Besides the most obvious strategy of reducing air conditioning use in the house if you’re outside, there are ways to save energy outdoors, starting with outdoor lighting. If you have security lighting, there’s a good chance you can save a little energy. Some security lights can be 500 to 1,000 watts—that’s a lot of energy: the equivalent of 40 to 80 indoor LED bulbs. Adding timers, motion sensors and light sensors can reduce your bulb energy use.
Switching to LEDs is another great strategy. Solar lights also can light walkways, a water feature or your deck—without having to buy any electricity at all.

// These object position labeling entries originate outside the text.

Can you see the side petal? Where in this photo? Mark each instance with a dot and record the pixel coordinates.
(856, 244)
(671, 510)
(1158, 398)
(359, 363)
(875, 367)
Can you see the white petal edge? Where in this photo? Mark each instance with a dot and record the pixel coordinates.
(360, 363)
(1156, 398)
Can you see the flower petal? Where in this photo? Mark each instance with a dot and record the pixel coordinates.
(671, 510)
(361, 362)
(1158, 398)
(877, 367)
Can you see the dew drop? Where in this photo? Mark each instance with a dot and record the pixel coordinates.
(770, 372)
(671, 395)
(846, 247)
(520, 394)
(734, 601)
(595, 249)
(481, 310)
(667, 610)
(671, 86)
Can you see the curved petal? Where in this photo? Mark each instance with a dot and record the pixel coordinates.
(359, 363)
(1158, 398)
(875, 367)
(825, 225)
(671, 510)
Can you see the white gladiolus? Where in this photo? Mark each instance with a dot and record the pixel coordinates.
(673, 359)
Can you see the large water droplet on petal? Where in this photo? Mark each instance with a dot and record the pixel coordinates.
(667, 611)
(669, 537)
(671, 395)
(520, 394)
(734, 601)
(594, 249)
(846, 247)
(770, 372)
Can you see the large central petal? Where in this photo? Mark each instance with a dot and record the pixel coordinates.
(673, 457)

Grilling outdoors is a great way to save energy, since you’re not using your oven. But you may want to consider the fuel you use. Natural gas is usually much less expensive than propane, and more convenient, since there are no tanks to refill. On the downside, installing gas lines to your patio or deck can be expensive if the lines aren’t already there.
Pump it up
Many of us have one or more pumps that service our yard or are on our property. Pumps can supply water for a swimming pool, the lawn and garden, or septic system or well. It’s easy to let maintenance slip, which cuts the pump’s efficiency and shortens its life.
Maintaining pumps involves cleaning the filters or checking oil and belts. If you have multiple pumps and need to hire a professional for assistance, try to do all the maintenance at once to reduce the overall cost. Consider replacing older model pumps with new, more energy efficient ones. While you’re at it, check for leaks in the water lines, which make your pumps work harder and longer.